Клетки грудные сплетя,
мы грели дорогу сквозь плащ.
Клятвам безмолвным хана:
сырой невнимательный норд
наше вранье разорвал.
Я закрывала глаза:
никто мне очей не окликнул.
Раздайся твое погоди,
я бы помедлила день.
Ладно.
Но разве потом
видел кто, что ты скорчен от горя?
Что сыра от теплых от слез
траурная пола?
Лень было загород?
Так приказал бы потише
мой тащить катафалк.
Вот чего даже не смог:
грошовых купить гиацинтов,
кинуть ко мне на золу.
Лакею – лицо подпали!
Кухарке – утюг на живот!
Поздно я поняла, что вино бледно-мутно от яда.
Утюг раскали добела –
расколется хитрая Нома,
про гнусную химию скажет.
А нынешняя твоя:
только что за гроши
давала ночные уроки
анатомии собственной – нынче
золотой бахромой балахона штрихует себе тротуар.
Горничная сболтнет, что я-то была покрасивей,
или сходит ко мне
на могилу, положит букет –
за волосы к потолку,
и секут – молодую, старуху.
Ладно, хоть ты заслужил, больше не буду ругать.
Все-таки долго царицей
я была в стране твоих книг.
Песней Рока клянусь, у которой не сменишь мотива!

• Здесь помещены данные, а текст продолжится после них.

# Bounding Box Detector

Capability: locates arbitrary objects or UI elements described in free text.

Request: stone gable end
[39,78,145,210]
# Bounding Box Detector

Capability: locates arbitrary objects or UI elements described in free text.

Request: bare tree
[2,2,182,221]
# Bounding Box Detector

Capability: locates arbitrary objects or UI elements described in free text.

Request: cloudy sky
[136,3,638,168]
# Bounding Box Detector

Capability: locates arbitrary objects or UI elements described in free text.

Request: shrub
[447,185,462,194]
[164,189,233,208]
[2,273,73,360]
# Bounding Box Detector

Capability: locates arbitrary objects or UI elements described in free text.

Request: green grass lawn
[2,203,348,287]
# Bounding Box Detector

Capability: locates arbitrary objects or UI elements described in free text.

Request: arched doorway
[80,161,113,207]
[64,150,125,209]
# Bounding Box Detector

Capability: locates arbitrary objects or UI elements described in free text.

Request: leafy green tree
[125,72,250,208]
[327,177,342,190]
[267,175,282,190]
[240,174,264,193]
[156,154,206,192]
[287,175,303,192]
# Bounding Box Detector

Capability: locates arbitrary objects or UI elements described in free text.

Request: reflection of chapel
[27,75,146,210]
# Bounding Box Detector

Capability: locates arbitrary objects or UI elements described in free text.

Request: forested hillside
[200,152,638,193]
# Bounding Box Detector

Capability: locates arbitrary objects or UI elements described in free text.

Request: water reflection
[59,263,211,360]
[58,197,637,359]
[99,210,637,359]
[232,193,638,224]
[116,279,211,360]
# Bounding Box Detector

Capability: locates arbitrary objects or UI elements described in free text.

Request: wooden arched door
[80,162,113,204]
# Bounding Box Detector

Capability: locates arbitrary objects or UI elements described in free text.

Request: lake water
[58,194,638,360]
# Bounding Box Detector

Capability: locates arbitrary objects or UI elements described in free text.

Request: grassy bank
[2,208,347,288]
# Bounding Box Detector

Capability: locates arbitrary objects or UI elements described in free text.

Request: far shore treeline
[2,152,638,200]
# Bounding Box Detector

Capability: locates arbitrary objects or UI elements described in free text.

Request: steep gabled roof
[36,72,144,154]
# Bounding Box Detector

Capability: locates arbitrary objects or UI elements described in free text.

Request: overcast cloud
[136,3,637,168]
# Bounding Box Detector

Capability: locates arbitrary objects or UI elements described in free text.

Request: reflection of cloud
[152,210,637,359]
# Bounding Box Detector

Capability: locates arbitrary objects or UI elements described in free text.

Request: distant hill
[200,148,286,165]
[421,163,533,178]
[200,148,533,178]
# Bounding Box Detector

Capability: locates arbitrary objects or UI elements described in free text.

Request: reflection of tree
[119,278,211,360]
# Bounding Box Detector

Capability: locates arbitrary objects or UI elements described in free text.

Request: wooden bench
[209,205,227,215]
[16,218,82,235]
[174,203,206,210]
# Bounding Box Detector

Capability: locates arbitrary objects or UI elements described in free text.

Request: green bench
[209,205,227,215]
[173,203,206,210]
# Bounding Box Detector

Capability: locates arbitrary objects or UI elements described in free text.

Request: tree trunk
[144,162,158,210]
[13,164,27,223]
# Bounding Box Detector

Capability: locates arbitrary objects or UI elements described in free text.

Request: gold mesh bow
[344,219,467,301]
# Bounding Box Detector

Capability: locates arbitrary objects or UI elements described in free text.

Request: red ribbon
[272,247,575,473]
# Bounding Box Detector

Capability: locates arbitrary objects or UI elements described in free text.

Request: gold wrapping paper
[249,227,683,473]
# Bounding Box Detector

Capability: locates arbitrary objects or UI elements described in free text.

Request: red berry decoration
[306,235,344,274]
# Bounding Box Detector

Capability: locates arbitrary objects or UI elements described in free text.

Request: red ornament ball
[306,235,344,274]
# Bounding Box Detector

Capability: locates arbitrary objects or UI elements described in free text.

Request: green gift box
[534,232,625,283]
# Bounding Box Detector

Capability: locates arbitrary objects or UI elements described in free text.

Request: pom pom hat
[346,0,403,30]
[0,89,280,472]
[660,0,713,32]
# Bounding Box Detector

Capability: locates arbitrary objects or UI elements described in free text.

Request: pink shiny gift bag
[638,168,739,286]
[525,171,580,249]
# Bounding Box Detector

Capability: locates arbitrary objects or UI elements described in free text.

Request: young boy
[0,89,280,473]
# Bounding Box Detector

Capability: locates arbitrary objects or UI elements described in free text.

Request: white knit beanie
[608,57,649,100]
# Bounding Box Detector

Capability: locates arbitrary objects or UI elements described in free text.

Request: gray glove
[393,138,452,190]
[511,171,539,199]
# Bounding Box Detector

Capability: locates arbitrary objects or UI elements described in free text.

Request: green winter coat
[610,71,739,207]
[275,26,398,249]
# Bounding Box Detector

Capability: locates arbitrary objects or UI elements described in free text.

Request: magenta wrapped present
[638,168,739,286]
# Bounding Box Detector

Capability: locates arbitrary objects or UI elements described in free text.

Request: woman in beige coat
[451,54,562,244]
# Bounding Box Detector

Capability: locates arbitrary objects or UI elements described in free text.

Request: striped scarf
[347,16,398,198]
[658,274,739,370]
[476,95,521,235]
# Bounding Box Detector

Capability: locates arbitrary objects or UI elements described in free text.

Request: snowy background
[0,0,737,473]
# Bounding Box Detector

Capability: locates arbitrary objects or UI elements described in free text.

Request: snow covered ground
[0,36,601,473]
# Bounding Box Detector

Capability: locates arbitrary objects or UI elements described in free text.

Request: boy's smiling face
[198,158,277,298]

Пусть облает меня наш загробный трехглавый урод,
пусть гадюка засвищет над косточками над моими,
если сейчас я вру:
я любила только тебя.
Послушай: там сделано так:
мерзкая наша река поделена пополам:
берег гулящих один, у честных – берег другой,
и на лодках катают – на разных.
В одной – Клитеместра-дрянь
и эта, которая с Крита,
с дощатой куклой коровы.
Так вот: я в лодке другой – для честных.
Теперь ты мне веришь?
А лодка в гирляндах, в цветах.
Там блаженная гладит прохлада,
Елисейские гладит розы.
Нас там много, мы не скучаем:
танцуем в тюрбанах, трещотки, смычки.
Знаешь, я познакомилась с Андромедой и Гиперместрой,
они ведь с мужьями по совести жили.
Рассказывают про себя.
Андромеда, бедная, говорит:
видите синяки на руках?
Это от маминых наручников.
А скала была прямо лед.
А Гиперместра говорит:
сестры ужас на что решились,
а у меня духу не хватило –
не могу, и всё.
Так мы и лечим
посмертным плачем
прижизненную любовь.
А я молчу о твоих изменах.
Скоро пора уходить. Вот тебе порученья,
если ты не совсем от новой своей ошалел.
Первое: обеспечь мою дряхлую сводню
(она, между прочим, могла
тебя разорить – пожалела).
Дальше: пусть этой твоей
моя фаворитка не держит
зеркала, чтоб не пришлось
ахать: как хороша!
Главное: те, что мне,
ты стихи уничтожь:
хватит мной щеголять.
И наконец:
на кладбище, где Анио волной
деревьям ветви моет, где светла
слоновья кость в часовне Геркулеса
(да, прежде выполи плющ:
скрученной, жесткой лозой
он связал мои нежные кости)
– итак, ты на надгробьи выбей надпись,
достойную, но краткую – такую,
чтобы с шоссе ездок успел прочесть:
Цинтии златой
здесь схоронен прах,
Анио-река,
у тебя в гостях.
И не смейся над сном,
с того света сквозь честную дверь прилетевшим.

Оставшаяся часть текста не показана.